The fundamental identity is equivalent to the Dirichlet series representation (for ${\rm Re}(s) > 1$) $$ \frac{1}{\zeta(s)} = \sum_{n \geq 1} \frac{\mu(n)}{n^s} $$ and also $$ \frac{1}{L(s,\chi)} = \sum_{n \geq 1} \frac{\mu(n)\chi(n)}{n^s} $$ for a Dirichlet character $\chi$. These are one of the reasons for the importance of the Mobius function in analytic number theory. And analytic number theory makes use of a second Mobius inversion formula: for two (real or complex-valued) functions $f$ and $g$ on $[1,\infty)$, $$ f(x) = \sum_{n \leq x} g(x/n) \text{ for all } x \geq 1 \Longleftrightarrow g(x) = \sum_{n \leq x} \mu(n)f(x/n) \text{ for all } x \geq 1. $$
Mobius inversion holds not just for functions from the positive integers to $\mathbf R$ or $\mathbf C$, but functions from the positive integers to any abelian group $G$. Writing the operation in $G$ multiplicatively instead of additively, for two functions $f, g : \mathbf Z^+ \to G$ $$ f(n) = \prod_{d \mid n} g(d) \text{ for all } n \geq 1 \Longleftrightarrow g(n) = \prod_{d \mid n} f(d)^{\mu(n/d)} \text{ for all } n \geq 1. $$ As an example, take $f(n) = x^n - 1$ and $g(n) = \Phi_n(x)$ (the $n$th cyclotomic polynomial) with $G = \mathbf C(x)^\times$. Then the formula $x^n - 1 = \prod_{d \mid n} \Phi_d(x)$ for all $n \geq 1$ implies by Mobius inversion for $\mathbf C(x)^\times$-valued functions that $$ \Phi_n(x) = \prod_{d \mid n} (x^d-1)^{\mu(n/d)}. $$ For $n > 1$, since $\sum_{d \mid n} \mu(n/d) = \sum_{d \mid n} \mu(d) = 0$ we can change the order of subtraction in all the factors on the right side: $$ \Phi_n(x) = \prod_{d \mid n} (1-x^d)^{\mu(n/d)} $$ for $n \geq 2$. The left side is in $\mathbf C[x]$ and the right side is in $\mathbf Z[[x]]$; since $\mathbf C[x] \cap \mathbf Z[[x]] = \mathbf Z[x]$, we obtain a curious proof by Mobius inversion that $\Phi_n(x) \in \mathbf Z[x]$ when $n \geq 2$ (it's obvious when $n = 1$).

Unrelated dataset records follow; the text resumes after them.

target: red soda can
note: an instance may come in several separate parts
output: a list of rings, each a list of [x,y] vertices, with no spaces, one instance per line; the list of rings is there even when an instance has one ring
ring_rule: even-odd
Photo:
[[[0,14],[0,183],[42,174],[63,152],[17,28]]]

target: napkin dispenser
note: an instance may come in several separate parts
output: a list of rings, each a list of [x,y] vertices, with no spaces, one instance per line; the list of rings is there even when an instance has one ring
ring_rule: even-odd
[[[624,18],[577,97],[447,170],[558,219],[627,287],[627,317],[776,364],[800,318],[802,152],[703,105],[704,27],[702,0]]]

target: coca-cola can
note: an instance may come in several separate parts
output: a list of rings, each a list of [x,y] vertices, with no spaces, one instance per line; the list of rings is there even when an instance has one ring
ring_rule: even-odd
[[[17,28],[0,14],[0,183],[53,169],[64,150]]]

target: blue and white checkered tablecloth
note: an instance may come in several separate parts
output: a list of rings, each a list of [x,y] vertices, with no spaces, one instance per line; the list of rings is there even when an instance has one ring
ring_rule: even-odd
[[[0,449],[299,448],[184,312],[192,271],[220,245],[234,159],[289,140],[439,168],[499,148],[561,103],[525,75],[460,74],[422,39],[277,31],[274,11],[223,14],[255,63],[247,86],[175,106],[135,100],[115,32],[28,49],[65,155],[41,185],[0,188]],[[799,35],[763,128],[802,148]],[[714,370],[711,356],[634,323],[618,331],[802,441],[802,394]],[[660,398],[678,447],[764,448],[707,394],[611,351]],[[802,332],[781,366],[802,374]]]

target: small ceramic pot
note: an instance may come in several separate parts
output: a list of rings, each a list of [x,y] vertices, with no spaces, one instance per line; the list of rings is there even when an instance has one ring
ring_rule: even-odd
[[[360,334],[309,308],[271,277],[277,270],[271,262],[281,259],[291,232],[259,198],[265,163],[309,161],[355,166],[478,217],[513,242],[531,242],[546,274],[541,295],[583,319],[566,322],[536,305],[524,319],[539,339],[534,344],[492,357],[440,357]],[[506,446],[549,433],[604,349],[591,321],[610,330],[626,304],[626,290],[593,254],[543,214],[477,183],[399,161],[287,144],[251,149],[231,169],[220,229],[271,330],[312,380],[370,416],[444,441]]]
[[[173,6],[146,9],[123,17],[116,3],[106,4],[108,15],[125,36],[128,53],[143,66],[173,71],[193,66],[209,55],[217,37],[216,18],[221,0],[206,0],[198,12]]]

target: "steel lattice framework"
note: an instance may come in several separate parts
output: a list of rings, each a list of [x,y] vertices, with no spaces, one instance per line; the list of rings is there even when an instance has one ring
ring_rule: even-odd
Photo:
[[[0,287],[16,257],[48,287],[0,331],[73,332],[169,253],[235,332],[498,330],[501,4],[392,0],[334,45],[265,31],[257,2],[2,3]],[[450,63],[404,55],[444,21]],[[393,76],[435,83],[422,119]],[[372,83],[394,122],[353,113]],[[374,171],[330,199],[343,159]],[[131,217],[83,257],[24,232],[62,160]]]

The definition of the Mobius function in terms of values on squarefree and nonsquarefree positive integers extends naturally to a function on nonzero ideals in a Dedekind domain and this leads to a generalization of the zeta function identity in item 3 above to the zeta function of a number field: $$ \frac{1}{\zeta_K(s)} = \sum_{\mathfrak a} \frac{\mu_K(\mathfrak a)}{{\rm N}(\mathfrak a)^s} $$ for ${\rm Re}(s) > 1$. As in the case of positive integers, $\mu_K(\mathfrak a)$ is $0$ or $\pm 1$ depending on how $\mathfrak a$ factors into (nonzero) prime ideals.
The Mobius function generalizes from positive integers to other posets: look up the Mobius function of a poset, where it no longer has to have only values $\{0, 1, -1\}$.
Here is surprising application of Mobius inversion: it implies all perfect numbers are even. Indeed, if $n$ is perfect then $\sum_{d\mid n} d = 2n$, so by Mobius inversion $$ n = \sum_{d\mid n} \mu(n/d)2d = 2\sum_{d\mid n} \mu(n/d)d, $$ which is even. Of course this “proof” has a mistake. If you did not catch it on your first reading, then reread it until you find the error.